When entering the venue, attendees of Vaudeville were greeted by Jungle Joe’s Flea Circus and musician Anna Wrasse.
“Nobody leave the lobby,” Joe Lee, a performer with a flea circus, said to the children watching him. “We have a flea escaped.”
Lee, a graduate of Ringling Brothers Clown College, performs at Lotus Blossoms and Bug Fest, and worked as a circus clown before creating his Flea Circus. He created all the pieces of his set himself, he said, and it included small chairs and other objects.
“I gravitate toward older forms of entertainment, so Vaudeville is perfect for that,” Lee said. “I always was very curious about flea circuses, which were very popular during the Victorian times.”
Jungle Joe’s Flea Circus wasn’t the only “magic” the kids and other attendees experienced at the show, though. The audience also got to see Aerialogy silks dancers, the Hudsucker Posse flow artists, a unicyclist and juggler, Bloomington Acro Yoga and more, all local to Bloomington.
“The original concept was to put together a show where performers exclusive to Bloomington could get on the stage,” Paula Chambers, the producer and creative director, said. “Somewhere where they wouldn’t ordinarily be able to perform, which would give them experience in a larger setting and expose the community to fringe performers that shouldn’t be on the fringe.”
The show began with Riff Hatskin’s Jazzy Combo, featuring Travis Puntarelli. Puntarelli walked on stage, barefoot and wearing bright orange pants, and began singing a cover of “It’s Only a Paper Moon” by Frank Sinatra. The band performed between acts.
The band was followed by four young tap dancers, the aerial dinosaur, unicycling juggler Kai Smith, musician Anna Wrasse and more.
The idea for the Vaudeville show was formed four or five years ago, Chambers said, and the performers had a small amount of time to get the performance right.

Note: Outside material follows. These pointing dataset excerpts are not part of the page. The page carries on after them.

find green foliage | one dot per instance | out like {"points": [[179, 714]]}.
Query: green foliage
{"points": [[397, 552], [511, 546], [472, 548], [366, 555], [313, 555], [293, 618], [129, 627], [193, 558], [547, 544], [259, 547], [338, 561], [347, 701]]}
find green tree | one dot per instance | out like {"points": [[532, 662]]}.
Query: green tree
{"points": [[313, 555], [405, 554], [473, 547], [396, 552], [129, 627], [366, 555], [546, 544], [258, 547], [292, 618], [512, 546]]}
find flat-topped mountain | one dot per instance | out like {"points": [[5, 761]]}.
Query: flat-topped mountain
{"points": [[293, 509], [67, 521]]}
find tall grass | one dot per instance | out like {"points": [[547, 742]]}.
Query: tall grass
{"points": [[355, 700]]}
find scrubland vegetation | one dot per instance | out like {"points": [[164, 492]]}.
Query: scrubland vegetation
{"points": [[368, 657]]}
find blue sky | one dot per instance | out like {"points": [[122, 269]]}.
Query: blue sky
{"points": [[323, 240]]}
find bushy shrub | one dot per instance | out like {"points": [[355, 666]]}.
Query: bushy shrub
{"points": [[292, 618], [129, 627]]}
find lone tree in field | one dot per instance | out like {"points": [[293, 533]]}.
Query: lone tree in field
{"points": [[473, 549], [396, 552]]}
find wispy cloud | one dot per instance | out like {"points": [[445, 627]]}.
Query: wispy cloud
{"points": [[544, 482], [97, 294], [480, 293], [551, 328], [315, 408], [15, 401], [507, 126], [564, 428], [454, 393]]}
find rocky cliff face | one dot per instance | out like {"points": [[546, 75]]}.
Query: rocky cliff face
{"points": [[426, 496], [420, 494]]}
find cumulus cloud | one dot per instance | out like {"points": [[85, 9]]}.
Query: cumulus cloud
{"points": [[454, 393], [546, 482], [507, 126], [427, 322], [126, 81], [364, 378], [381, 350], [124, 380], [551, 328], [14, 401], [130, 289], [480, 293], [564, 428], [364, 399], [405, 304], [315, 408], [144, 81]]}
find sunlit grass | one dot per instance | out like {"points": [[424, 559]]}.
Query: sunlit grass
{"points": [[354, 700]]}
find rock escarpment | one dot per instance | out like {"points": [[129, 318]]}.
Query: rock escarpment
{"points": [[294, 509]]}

“We only had the theater for two days — one day to rehearse and one day to present the show,” Chambers said. "It’s fast-paced, putting it all together. So, it’s exciting to see it all come together in one from all these individual, amazing performers.”
The night performance of “Va-Va-Va-Vaudeville” is more risqué, while the afternoon show was geared toward children.
“I have two granddaughters here and I knew they would love it,” said Marilyn Horlander, alumna and Bloomington resident. “Plus I think it exposes them to a whole lot of different things.”